Huge Crack in System of Drug Prosecution
When Congress passed the Anti-Drug Abuse Act in 1986, proponents boasted that stiff mandatory minimum sentences would be bad news for major drug traffickers. Ha. Over time, drug kingpins learned that they had little to fear from the law – especially if they were dealing crack cocaine. The federal law institutionalized a 100-to-1 crack/powder cocaine sentencing disparity by mandating a five-year minimum term for 5 grams of crack – the weight of less than two sugar packets – or for 500 grams of powder cocaine.
Then-Sen. Barack Obama campaigned against the disparity in 2008, as it resulted in longer sentences for black offenders than white offenders. In 2006, more than four out of five of those prosecuted on federal crack charges were black. White offenders accounted for fewer than 1 in 10 crack offenders. The ratio for powder cocaine offenders, however, was 27 percent black, 14 percent white and 58 percent Latino.
Department of Justice Criminal Division chief Lanny Breuer testified against the disparity before a Senate subcommittee last week. As Breuer noted, the crack law doesn’t target major traffickers; 55 percent of federal crack offenders were street-level dealers in 2005, while 7.3 percent of powder offenders were street-level dealers.
As a congressional staffer, Eric Sterling helped write the 1986 law. Now the president of the Criminal Justice Policy Foundation, Sterling told me that when the law “first passed, no one said this is an anti-black law. Many members of the Congressional Black Caucus voted for the law. They saw the crack epidemic as a plague on inner-city black communities.”
But over time, the disparity between the time served by white and black offenders alienated the black community. Asa Hutchinson, Drug Enforcement Administration chief under President George W. Bush, also testified against the 100-to-1 disparity. A former federal prosecutor, Hutchison observed that the law meted out a five-year sentence for 10 to 50 doses of crack, or 2,500 to 5,000 doses of powder cocaine. He sees “a disparate racial impact” that undermines “the integrity of our criminal justice system.”
The law also mandated a 10-year minimum sentence for 50 grams of crack – or 100 to 250 doses – or 5,000 grams of powder. The status quo isn’t tough on drug kingpins – it’s hell on their minions.
The U.S. Sentencing Commission recommended equal sentences in 1995. Washington did nothing. Some drug warriors said they would support equalization only if powder sentences were raised to crack levels – which would have given drug lords more cause for celebration.

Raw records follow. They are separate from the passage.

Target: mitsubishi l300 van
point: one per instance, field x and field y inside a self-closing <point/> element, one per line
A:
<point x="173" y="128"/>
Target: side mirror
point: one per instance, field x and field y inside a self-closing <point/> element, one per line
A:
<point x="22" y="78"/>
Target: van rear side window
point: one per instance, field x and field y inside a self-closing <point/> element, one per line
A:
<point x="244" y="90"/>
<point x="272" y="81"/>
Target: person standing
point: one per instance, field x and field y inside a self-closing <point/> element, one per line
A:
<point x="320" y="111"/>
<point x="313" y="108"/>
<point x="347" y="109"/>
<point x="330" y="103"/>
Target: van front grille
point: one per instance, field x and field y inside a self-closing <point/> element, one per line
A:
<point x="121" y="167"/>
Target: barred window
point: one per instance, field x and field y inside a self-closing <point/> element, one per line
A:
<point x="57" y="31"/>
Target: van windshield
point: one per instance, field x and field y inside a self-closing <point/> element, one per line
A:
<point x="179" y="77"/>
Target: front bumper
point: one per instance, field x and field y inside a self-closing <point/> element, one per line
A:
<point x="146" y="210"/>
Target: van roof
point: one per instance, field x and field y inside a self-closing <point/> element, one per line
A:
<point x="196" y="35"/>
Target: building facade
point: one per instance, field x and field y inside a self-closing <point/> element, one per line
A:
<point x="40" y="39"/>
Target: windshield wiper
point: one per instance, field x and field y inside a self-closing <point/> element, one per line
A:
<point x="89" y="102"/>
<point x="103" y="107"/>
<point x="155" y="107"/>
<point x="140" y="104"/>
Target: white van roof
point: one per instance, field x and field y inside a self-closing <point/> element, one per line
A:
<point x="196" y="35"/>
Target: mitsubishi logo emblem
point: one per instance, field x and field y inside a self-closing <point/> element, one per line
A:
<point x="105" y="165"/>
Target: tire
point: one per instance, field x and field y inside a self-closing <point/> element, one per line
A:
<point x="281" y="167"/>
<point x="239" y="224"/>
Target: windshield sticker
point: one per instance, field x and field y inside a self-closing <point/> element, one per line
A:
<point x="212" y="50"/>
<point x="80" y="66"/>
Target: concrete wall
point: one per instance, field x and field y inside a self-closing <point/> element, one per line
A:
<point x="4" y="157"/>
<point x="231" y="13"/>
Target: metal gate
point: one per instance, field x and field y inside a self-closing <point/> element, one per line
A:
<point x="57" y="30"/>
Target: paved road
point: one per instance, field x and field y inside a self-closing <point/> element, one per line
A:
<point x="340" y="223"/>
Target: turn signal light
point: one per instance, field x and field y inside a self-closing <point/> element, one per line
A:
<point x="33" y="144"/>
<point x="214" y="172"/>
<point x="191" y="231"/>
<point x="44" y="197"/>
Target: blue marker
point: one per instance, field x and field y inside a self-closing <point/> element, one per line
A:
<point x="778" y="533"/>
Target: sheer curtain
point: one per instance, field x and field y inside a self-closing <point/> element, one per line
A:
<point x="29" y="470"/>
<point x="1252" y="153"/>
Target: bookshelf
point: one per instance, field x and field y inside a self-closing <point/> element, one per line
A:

Kudos to Obama for working for needed balance. But he can do more. Former U.S. Pardon Attorneys Margaret Colgate Love and John Stanish recommended in the National Law Journal that Obama apply “a few judicious grants of clemency to crack defendants who have served many years in prison and have been recommended for release by the prosecutor or the sentencing judge.” Or he could choose to commute the sentences of first-time nonviolent offenders serving draconian time.
Obama could start with Clarence Aaron, who, in 1992 at the age of 23, was arrested for hooking up two drug dealers. He had no criminal record. He had no record of violence. He made $1,500. But because the professional dealers, men with long criminal histories, knew enough to “snitch” on Aaron, they were sentenced to less time in prison than Aaron. All but one of those six dealers were released from prison years ago, while Aaron is serving life without parole for a first-time nonviolent drug offense. Only Obama can free him.
On his PardonPower.com blog, political science professor P.S. Ruckman Jr. wrote last month that Obama “is already among the nation’s slowest presidents” when it comes to granting a pardon. “… In a matter of weeks, his administration will be a mere generic extension of the Clinton/Bush era of clemency controversy and neglect.”
Now that’s not change – where change is most needed.